Actually, blaming individuals for their unacceptable, unprofessional behavior is an excellent solution. We even have a special word for that solution. The word is “accountability.” Health professionals who commit malpractice (for that is precisely what happened in these instances) should be held personally accountable for their failings.

According to Ms. Davies, though, the midwives are not responsible for those deaths, “the system” is responsible. In a remarkable bit of rhetorical jujitsu, Ms. Davies insists that the failure of the midwives to obtain help from other clinicians (obstetricians and neonatologists) is the result of a shortage of … midwives!

… the circumstances described reflect the continuing neglect of pregnant women’s core needs. The government has chosen not to recruit the 5,000 additional midwives the Royal College of Midwives has repeatedly stated are required.

Those two sentence sum up what is wrong with the UK maternity system, though not in the way that Ms. Davies had in mind.

First, Ms. Davies deliberately conflates the needs of pregnant women with the needs of the midwives who care for them. The core need of pregnant women is for safe, professional, compassionate maternity care. The core need of UK midwives is apparently full employment for UK midwives.

Second, is there a shortage of midwives in the UK? Perhaps, but this is not an example of it. These were not overworked midwives who did not have the time to attend to their responsibilities. These were midwives who had more than enough time to “care” for patients who should have been cared for by specialists.

These tragedies occurred because midwives deliberately took on work that properly belonged to others in an apparent effort to protect their turf.
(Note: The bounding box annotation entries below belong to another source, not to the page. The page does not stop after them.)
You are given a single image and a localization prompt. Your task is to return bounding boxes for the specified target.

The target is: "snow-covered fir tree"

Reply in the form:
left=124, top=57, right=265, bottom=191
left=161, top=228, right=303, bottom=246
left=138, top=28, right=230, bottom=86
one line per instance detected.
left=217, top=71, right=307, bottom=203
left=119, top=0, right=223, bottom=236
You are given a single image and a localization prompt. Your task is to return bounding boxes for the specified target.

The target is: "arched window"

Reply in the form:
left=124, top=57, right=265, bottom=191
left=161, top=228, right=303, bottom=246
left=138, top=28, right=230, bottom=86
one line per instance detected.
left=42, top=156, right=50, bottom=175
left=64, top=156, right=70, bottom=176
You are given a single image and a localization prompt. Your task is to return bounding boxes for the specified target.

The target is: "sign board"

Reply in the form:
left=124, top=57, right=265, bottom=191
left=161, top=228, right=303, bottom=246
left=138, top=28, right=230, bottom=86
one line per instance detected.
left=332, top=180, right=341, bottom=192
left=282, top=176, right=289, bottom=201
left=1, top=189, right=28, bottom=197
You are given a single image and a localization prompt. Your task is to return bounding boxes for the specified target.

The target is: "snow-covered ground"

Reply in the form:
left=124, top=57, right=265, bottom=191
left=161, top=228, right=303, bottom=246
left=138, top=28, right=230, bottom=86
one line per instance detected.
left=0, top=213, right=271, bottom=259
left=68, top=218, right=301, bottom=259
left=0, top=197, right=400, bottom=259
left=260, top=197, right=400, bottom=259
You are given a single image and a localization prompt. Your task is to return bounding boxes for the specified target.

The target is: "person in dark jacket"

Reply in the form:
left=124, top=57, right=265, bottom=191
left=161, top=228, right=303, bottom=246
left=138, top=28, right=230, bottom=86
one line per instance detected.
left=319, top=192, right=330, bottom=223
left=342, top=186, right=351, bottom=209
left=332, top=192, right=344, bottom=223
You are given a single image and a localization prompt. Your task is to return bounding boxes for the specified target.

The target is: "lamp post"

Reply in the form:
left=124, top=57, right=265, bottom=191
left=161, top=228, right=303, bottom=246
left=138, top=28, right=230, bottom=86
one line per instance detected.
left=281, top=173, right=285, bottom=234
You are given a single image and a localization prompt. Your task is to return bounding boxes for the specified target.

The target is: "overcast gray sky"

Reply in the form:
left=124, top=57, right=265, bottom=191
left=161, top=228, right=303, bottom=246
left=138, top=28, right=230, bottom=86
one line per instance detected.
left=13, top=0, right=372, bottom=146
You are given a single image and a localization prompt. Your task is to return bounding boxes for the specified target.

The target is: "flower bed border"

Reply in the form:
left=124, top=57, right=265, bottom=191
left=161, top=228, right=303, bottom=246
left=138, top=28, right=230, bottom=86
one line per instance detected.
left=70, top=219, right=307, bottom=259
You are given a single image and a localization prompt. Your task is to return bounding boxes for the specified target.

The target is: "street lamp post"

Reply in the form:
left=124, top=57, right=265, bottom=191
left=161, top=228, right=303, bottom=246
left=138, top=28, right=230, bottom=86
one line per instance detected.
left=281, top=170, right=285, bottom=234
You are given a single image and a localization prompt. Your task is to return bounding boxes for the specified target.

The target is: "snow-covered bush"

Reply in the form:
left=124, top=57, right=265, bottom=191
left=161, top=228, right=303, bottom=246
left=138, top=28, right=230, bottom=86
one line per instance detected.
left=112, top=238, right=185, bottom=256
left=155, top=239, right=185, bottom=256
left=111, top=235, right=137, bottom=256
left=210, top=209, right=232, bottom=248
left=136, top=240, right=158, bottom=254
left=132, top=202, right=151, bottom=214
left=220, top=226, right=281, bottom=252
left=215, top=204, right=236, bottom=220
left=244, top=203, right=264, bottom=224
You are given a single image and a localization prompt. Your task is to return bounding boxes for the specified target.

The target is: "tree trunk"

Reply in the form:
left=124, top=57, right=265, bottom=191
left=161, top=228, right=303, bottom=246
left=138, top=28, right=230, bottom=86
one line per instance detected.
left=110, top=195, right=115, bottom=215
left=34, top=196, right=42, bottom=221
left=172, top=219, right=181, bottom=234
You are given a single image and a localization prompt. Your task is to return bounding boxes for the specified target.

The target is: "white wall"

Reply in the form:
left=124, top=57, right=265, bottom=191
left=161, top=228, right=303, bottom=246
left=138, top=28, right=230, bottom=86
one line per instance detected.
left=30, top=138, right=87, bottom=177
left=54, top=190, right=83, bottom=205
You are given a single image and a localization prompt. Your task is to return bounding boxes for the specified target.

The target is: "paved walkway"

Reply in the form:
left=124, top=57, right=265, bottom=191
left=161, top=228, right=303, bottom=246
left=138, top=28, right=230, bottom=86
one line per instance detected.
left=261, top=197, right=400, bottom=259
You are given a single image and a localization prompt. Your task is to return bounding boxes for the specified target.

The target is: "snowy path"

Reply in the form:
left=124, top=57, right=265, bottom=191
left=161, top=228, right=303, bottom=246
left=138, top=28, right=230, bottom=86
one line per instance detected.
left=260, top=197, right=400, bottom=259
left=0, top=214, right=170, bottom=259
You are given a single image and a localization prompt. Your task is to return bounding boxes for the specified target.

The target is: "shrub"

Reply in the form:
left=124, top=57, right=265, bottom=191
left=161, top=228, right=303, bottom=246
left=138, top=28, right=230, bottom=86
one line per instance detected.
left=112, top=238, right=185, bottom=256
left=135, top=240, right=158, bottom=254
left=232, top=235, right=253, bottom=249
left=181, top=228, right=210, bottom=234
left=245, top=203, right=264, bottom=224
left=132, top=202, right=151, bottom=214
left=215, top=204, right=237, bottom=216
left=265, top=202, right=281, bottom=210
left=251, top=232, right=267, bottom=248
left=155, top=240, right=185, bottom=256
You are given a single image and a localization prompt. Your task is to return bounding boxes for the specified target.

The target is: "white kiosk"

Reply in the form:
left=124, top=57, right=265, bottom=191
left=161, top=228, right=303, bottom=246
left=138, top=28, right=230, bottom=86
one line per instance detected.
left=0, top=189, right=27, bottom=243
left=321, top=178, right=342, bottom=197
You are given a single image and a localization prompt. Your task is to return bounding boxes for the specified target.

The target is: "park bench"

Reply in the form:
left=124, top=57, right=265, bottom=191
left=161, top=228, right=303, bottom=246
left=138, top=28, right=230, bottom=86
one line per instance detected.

The preventable deaths at both hospitals include cases in which obstetricians were told that their help was not needed and parents were told that the expertise of pediatricians was unnecessary.

Thirteen babies and mothers are dead at the hands of midwives, but Ms. Davies apparently thinks that this is the perfect opportunity to praise midwives:

All the research indicates that continuity of midwifery care gives the best physical and psychological outcomes for women and babies …

Apparently not, since thirteen babies and mothers are dead specifically because their midwives did not provide the best care.

Student midwives … are dedicated, caring individuals who make many sacrifices as they learn how to help women have a safe, satisfying birth experience …

How nice, but what does that have to do with the disasters that occurred? Nothing.

Because of the lack of recruitment, many newly qualified midwives struggle to find posts.

How sad, but what does that have to do with the disasters that occurred? Nothing.

For the long-term health of mothers, we desperately need a different model for maternity care – one that is community based; gives midwifery continuity; and where birth takes place at, or close to home for most healthy women.

Really? Would community based care, homebirth and midwifery continuity have prevented any of the thirteen deaths? Of course not, but it would lead to greater employment opportunities for midwives and that’s more important.

What led to the deaths of these babies and mothers? Midwives putting their needs ahead of the needs of patients. Ms. Davies is doing the exact same thing in this piece: putting the needs of midwives ahead of the needs of mothers.